Ziel der vom Volk 2014 gutgeheissenen Masseneinwanderungsinitiative der SVP ist eine Beschränkung der Zuwanderung. Sie fordert beispielsweise Kontingente.

Emanuel Freudiger

Letzten Freitag hat die Staatspolitische Kommission (SPK) des Nationalrats der Öffentlichkeit einen «Inländervorrang light» für die Umsetzung der vom Volk 2014 gutgeheissenen SVP-Masseneinwanderungsinitiative unterbreitet. In der Kommission wird dieser Vorschlag mit 13:9 Stimmen mitgetragen, also relativ knapp.

Kritik kommt von links und rechts. Die SP wird sich in den parlamentarischen Beratungen (wie schon erfolglos in der Kommission) für mehr flankierende Massnahmen einsetzen. Dies bestätigt SP-Nationalrat Cédric Wermuth in unserer Umfrage unter Vertretern der in der grossen Kammer repräsentierten Aargauer Parteien.

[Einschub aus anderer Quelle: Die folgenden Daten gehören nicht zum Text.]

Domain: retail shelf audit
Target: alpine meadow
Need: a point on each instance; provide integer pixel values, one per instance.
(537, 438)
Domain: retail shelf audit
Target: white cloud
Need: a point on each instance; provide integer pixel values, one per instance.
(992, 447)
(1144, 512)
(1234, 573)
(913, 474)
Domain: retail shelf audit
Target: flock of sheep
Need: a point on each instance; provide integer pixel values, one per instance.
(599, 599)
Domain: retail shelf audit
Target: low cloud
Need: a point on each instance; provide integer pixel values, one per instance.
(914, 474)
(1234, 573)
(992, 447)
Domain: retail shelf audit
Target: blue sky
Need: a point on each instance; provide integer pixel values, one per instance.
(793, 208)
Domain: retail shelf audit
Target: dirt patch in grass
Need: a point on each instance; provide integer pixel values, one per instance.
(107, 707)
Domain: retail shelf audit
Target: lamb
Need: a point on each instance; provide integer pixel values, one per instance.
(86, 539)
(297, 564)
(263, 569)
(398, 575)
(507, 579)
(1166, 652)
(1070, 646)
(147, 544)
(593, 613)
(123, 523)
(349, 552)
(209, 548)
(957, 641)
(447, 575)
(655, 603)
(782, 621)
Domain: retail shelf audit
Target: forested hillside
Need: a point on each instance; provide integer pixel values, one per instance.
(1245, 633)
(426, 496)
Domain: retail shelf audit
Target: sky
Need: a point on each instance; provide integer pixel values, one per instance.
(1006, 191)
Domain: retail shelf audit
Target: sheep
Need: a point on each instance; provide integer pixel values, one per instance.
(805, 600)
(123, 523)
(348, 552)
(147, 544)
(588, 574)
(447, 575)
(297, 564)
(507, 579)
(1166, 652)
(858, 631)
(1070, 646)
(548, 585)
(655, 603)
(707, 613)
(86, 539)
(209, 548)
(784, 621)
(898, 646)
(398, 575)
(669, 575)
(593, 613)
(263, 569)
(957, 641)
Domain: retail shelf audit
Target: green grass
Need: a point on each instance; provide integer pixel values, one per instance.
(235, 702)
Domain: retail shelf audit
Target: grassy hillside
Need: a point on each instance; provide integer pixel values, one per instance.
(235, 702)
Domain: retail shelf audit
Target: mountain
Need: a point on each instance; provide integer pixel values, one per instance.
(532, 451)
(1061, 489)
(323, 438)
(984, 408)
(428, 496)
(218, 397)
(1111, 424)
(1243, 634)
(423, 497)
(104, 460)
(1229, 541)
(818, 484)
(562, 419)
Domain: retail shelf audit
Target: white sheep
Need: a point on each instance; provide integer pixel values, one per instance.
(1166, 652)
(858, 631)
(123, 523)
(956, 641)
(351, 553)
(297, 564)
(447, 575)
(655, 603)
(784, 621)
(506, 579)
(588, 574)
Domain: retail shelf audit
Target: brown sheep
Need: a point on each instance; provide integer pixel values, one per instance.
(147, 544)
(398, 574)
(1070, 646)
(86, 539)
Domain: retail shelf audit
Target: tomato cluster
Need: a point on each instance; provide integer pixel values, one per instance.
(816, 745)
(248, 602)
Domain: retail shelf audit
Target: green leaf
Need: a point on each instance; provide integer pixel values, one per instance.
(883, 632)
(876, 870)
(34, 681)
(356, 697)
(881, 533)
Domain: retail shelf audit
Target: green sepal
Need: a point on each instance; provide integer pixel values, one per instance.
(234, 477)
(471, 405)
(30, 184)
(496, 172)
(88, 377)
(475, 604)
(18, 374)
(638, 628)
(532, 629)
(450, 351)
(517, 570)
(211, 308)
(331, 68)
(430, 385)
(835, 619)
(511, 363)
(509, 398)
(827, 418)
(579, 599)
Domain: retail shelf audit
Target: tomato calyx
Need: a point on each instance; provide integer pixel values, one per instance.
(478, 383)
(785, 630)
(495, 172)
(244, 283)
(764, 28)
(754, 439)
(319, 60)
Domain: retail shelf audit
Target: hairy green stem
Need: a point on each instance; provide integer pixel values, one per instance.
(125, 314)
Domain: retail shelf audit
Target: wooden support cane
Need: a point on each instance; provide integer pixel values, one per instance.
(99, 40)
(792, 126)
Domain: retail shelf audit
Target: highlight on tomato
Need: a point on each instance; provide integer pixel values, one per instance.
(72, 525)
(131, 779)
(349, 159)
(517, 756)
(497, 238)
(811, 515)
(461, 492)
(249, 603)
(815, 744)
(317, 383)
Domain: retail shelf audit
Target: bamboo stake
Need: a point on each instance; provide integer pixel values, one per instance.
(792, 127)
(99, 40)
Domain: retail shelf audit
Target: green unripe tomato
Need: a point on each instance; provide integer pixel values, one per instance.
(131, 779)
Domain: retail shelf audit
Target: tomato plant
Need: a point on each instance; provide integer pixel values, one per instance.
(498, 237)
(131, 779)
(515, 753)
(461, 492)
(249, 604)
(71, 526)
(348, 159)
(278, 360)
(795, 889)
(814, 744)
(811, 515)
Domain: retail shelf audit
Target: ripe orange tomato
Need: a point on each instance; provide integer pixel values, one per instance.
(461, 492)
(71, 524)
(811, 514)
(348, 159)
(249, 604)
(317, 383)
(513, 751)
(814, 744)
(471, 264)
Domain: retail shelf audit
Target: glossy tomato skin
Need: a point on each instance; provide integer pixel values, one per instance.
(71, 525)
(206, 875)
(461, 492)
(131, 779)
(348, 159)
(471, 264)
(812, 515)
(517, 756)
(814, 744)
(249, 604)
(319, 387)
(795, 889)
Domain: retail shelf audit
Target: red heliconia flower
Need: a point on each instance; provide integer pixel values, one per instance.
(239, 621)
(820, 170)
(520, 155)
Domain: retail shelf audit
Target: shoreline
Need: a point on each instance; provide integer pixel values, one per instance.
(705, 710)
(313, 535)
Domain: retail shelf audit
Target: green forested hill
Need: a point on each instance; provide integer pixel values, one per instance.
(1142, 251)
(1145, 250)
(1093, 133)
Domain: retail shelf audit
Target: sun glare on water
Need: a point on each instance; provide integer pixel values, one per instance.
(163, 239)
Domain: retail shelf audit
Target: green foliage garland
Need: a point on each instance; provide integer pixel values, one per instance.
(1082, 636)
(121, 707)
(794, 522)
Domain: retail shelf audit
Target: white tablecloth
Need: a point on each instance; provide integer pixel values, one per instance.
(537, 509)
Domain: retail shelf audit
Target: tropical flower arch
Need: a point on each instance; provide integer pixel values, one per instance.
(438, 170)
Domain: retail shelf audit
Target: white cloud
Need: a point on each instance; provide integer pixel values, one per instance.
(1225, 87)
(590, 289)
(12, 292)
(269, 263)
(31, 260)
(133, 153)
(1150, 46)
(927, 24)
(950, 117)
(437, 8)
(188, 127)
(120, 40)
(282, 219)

Thomas Burgherr (SVP): «Der Volkswille wird mit Füssen getreten» «Die Mehrheit von Volk und Ständen hat in der Verfassung verankert, dass die Schweiz ihre Zuwanderung wieder eigenständig steuert. Die masslose Zuwanderung sollte damit begrenzt werden. So viel zum Volksauftrag. Dieser war und ist bis heute klar. Heute, zweieinhalb Jahre später, bin ich empört, dass die Mehrheit der Staatspolitischen Kommission diesen Volksauftrag über Bord wirft und sich lieber Brüssel unterordnet. Der Volkswille wird damit mit Füssen getreten. Eine eigenständige Steuerung der Zuwanderung wäre in diesen Tagen jedoch dringender denn je. Fazit: Wir brauchen wieder Klarheit, dass die Schweizerische Bundesverfassung fremdem Recht unbedingt vorgehen und umgesetzt werden muss.»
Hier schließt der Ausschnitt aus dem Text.